What could Minecraft & the NHS possibly have in common?

What could Minecraft & the NHS possibly have in common?
3D printing Minecraft creations

3D printing Minecraft creations

A quick Internet search for *Minecraft* and *health* results in a plethora of sites which tell you how to restore the health of your player – health being the meter of endurance in Minecraft and represented by the number of hearts you have  on your screen. What pops up next are the desperate pleas of parents wanting to know how to keep their children’s obsession with Minecraft *healthy*. What doesn’t readily appear is anything about Minecraft’s application in a health context.

I’ve been fascinated by Minecraft since, like millions of others, my youngest child became obsessed by this open ended creative and imaginative game. His focused hours of application, concentrated self-directed learning and mind-blowing creations must be the stuff of dreams for many a primary school teacher wanting to motivate their pupils. And not surprisingly there is a growing industry developing around Minecraft as an educational tool.

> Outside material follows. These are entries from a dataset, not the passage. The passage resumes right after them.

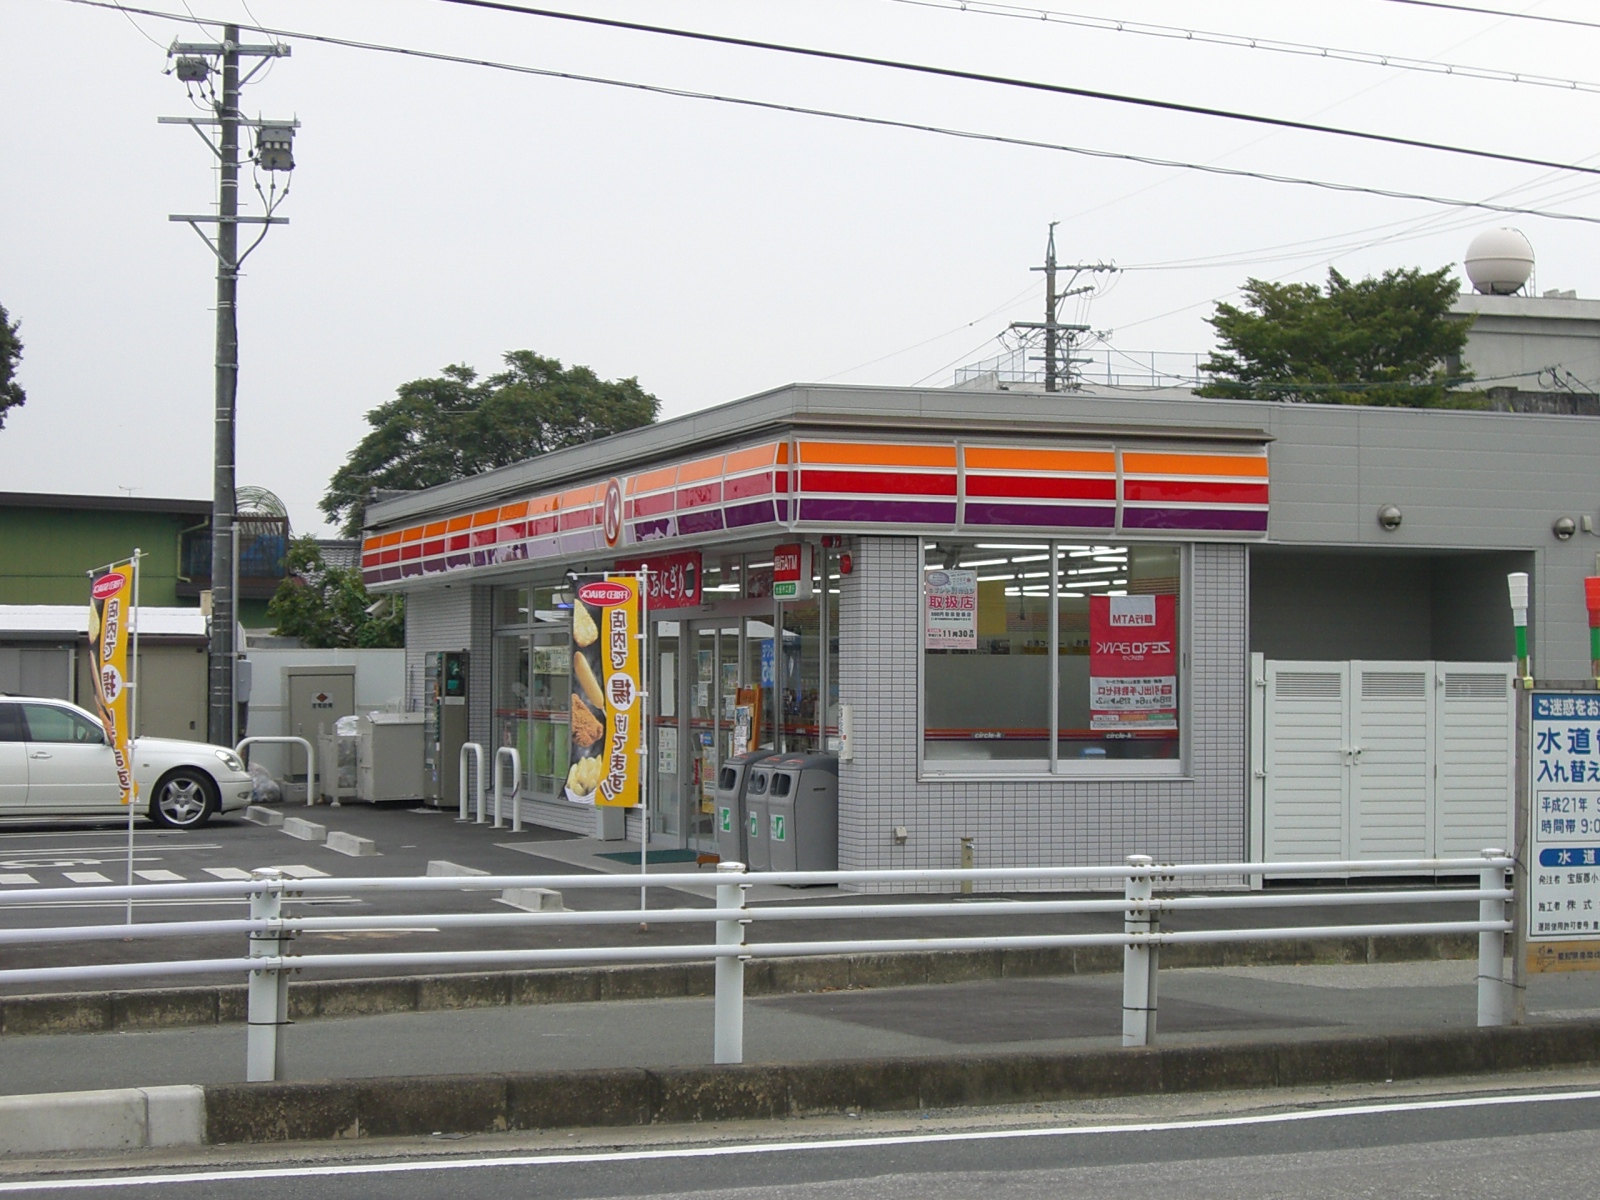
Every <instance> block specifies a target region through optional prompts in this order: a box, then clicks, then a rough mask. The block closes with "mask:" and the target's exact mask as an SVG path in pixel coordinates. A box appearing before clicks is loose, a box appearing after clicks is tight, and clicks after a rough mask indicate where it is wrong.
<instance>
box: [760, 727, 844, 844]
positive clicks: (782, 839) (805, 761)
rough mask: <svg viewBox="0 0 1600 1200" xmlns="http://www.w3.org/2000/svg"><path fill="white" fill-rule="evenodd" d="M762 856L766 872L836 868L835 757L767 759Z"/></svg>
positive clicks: (837, 790)
mask: <svg viewBox="0 0 1600 1200" xmlns="http://www.w3.org/2000/svg"><path fill="white" fill-rule="evenodd" d="M770 771H771V782H768V786H766V824H765V827H763V832H765V834H766V842H768V845H766V859H768V862H770V864H771V866H770V869H771V870H838V755H834V754H806V755H798V754H792V755H784V757H782V758H778V760H776V762H773V763H770Z"/></svg>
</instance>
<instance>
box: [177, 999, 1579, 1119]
mask: <svg viewBox="0 0 1600 1200" xmlns="http://www.w3.org/2000/svg"><path fill="white" fill-rule="evenodd" d="M1597 1061H1600V1022H1566V1024H1560V1026H1522V1027H1502V1029H1482V1030H1480V1029H1467V1030H1453V1032H1427V1034H1398V1035H1389V1037H1382V1035H1378V1037H1347V1038H1326V1040H1320V1042H1267V1043H1248V1045H1200V1046H1155V1048H1149V1050H1099V1051H1077V1053H1059V1054H1029V1053H1021V1054H987V1056H963V1058H901V1059H867V1061H854V1062H850V1061H838V1062H802V1064H786V1066H736V1067H680V1069H667V1070H642V1069H610V1070H550V1072H533V1074H507V1075H445V1077H421V1078H371V1080H349V1082H325V1083H234V1085H222V1086H211V1088H206V1141H208V1142H213V1144H214V1142H262V1141H320V1139H341V1138H387V1136H411V1134H427V1133H434V1131H442V1133H491V1131H502V1130H549V1128H578V1126H605V1125H667V1123H683V1122H706V1120H770V1118H781V1117H811V1115H826V1114H843V1112H906V1110H917V1109H941V1107H957V1106H986V1104H1027V1102H1048V1101H1072V1099H1094V1098H1109V1096H1146V1094H1157V1093H1192V1091H1227V1090H1240V1088H1290V1086H1307V1085H1330V1083H1382V1082H1389V1080H1416V1078H1430V1077H1448V1075H1469V1074H1488V1072H1509V1070H1528V1069H1538V1067H1562V1066H1590V1064H1594V1062H1597Z"/></svg>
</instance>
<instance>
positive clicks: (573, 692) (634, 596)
mask: <svg viewBox="0 0 1600 1200" xmlns="http://www.w3.org/2000/svg"><path fill="white" fill-rule="evenodd" d="M638 634H640V589H638V579H637V578H634V576H608V578H606V579H598V581H595V582H589V584H584V586H581V587H579V589H578V594H576V597H574V598H573V698H571V714H573V726H571V766H570V768H568V771H566V798H568V800H571V802H573V803H581V805H590V803H592V805H603V806H608V808H634V806H635V805H637V803H638V795H640V763H638V739H640V736H642V734H643V731H645V712H643V704H642V702H640V664H642V658H640V646H638Z"/></svg>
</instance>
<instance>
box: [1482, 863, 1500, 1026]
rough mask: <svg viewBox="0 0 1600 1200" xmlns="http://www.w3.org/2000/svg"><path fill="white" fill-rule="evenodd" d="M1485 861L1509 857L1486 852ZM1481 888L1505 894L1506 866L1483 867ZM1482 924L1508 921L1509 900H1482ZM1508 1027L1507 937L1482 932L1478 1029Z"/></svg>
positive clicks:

I went along to the Playful Leeds Minecraft Unplugged workshop, along with my resident 10 year old Minecraft enthusiast, in order to think about how the game might have an application in an NHS context. The session was led by Adam Clarke, who amongst other things, has created Tate Worlds and Alan Lewis who has won awards for the virtual worlds he has built in Minecraft.

Although I couldn’t find any reliable figures on the web, I was surprised to learn from Adam that there are fairly equal numbers of males and females playing Minecraft.  I also found out that there is a Minecraft server for children with autism and their families called AutCraft but I’m not aware of anything else out there related to health. Please tell me if you know of anything!

The possibilities for Minecraft in an NHS context are only limited by my/our own imagination and I have a mission to get professionals thinking about the game’s application in a health context. I am particularly struck by the role Minecraft could play in Child and Adolescent Mental Health Services (CAMHS) – finding ways to engage, involve and harness young people’s passion for Minecraft as a tool for improving mental health and wellbeing seems like an obvious opportunity.

Here are four initial thoughts as a starter for ten:

  • Familiarity – creating a virtual Minecraft representation of CAMHS services so that young people who have been referred to the service can walk through and experience the space online before they visit – reducing anxiety and giving them an opportunity to explore CAMHS in a space they feel comfortable in
  • Participation – encouraging participation in re-imagining CAMHS with young people creating, editing and developing virtual worlds as a means to contributing their ideas to continually improving services so that they better meet their needs
  • Therapeutic – using Minecraft as a therapeutic tool where the clinician and young person collaboratively build virtual worlds that enables them to have conversations about their mental health in a space they are comfortable in (a bit like art therapy but with Minecraft rather than a paintbrush as a tool)
  • Digital citizenship – groupwork in Minecraft that helps young people develop skills in collaboration and citizenship, managing vulnerability and building relationships in a safe online space.

These are just my imaginings and I’ve no doubt others will have richer insights – especially CAMHS and NHS practitioners. Watch this space for a workshop promoted on the events page of the mHealthHabitat where I hope to get Adam and Alan along to help us think about possibilities.

And finally, the workshop I mentioned was all day on a Saturday in a library with a group of adults and I could barely tear my 10 year old son away. Whatever we think of online games, we shouldn’t underestimate the potential of Minecraft to bring young people and adults together to collaborate, learn and have fun – entering their world rather than expecting them to enter ours.